At the walk and trot, really concentrate and feel how your horse moves. Notice when his shoulders move forward to stretch out to place his hoof and when his hips rise to lift and place his hoof. Listen and feel for the 4 beats of the walk and the 2 beats of the trot. Doing this will help you to relax and find your horse. Try not to clench with your legs but to think about gently holding or wrapping your horse from your hip all the way to your toe. Sit up tall and look up. Be happy.  Usually tense people are scared and nervous.

As you've mentioned, different horse's body types can slightly put you different positions and can be more or less difficult to ride bareback. Wide-backed horses can be easy to sit on but a little more difficult to keep your legs in place to help keep your body position in place. Again, with these guys, stay relaxed so you can move with his body. With the narrow horses, for me, these are easier to ride bareback although slightly more uncomfortable but because they have a thinner body, its easier to keep your legs around them and keep your position.

I hope this helped in some way. More riding and time on the horse's back/in the saddle will help you most of all.


----------



## Lissa (Mar 1, 2011)

I second the above.. RELAX!

If you're tense, you're going to bounce all over the place.

And just because you are bareback, don't forget to use a good riding position - heels down, sit up straight!


----------



## FoxyRoxy1507 (Jul 15, 2008)

a good way to try too is to post bareback, this will force you to relax in order to stay on bc you cant post correctly and stay on if you're tense


----------



## Clair (Jun 7, 2010)

I was trained to ride primarily bareback. Its all about those abs! It helps to relax your butt. As my trainer says: "Tight balls bounce, flat ones... Well they don't go anywhere."

Just like in a saddle, pushing your heels down helps. 

I sit the trot though, I have come to find it more comfortable.

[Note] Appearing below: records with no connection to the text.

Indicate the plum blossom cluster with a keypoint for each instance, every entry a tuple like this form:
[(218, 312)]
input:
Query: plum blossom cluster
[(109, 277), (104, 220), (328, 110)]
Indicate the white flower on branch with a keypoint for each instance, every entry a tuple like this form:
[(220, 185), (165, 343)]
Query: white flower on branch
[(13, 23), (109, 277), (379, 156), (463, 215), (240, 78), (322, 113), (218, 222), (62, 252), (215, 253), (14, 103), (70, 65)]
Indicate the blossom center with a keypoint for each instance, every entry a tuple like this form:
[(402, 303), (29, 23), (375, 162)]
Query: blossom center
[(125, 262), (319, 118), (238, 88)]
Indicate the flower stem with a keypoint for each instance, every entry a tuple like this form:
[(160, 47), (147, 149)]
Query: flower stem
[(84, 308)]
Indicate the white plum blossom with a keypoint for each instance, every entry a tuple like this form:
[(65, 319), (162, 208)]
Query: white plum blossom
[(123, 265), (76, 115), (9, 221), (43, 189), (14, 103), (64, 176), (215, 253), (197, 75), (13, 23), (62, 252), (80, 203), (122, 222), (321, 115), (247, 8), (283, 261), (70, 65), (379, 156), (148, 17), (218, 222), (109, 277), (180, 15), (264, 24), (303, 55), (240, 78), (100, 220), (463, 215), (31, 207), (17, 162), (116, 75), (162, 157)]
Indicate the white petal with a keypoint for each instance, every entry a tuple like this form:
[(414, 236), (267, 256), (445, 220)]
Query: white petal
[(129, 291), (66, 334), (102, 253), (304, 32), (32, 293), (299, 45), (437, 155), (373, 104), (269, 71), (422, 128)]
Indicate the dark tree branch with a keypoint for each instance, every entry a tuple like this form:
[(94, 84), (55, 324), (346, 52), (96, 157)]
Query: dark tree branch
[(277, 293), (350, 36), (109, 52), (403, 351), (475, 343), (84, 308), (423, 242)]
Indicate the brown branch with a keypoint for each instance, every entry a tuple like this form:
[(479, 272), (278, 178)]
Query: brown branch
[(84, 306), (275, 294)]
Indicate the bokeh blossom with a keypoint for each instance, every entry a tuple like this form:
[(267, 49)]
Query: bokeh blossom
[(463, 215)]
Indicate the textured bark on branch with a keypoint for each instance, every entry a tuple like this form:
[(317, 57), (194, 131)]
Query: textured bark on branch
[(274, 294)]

_Posted via Mobile Device_


----------



## apachewhitesox (Dec 9, 2010)

Thanks for the tips. I don't think I'm nervous while I ride and I make sure I stay relaxed I normally start to tense once I've started to slip even though thats not a good thing. I concentrate a lot on my position while I'm riding. I have been practising a bit over the past few days and my legs hurt a lot but oh well and I think I have imrpoved quite a bit.


----------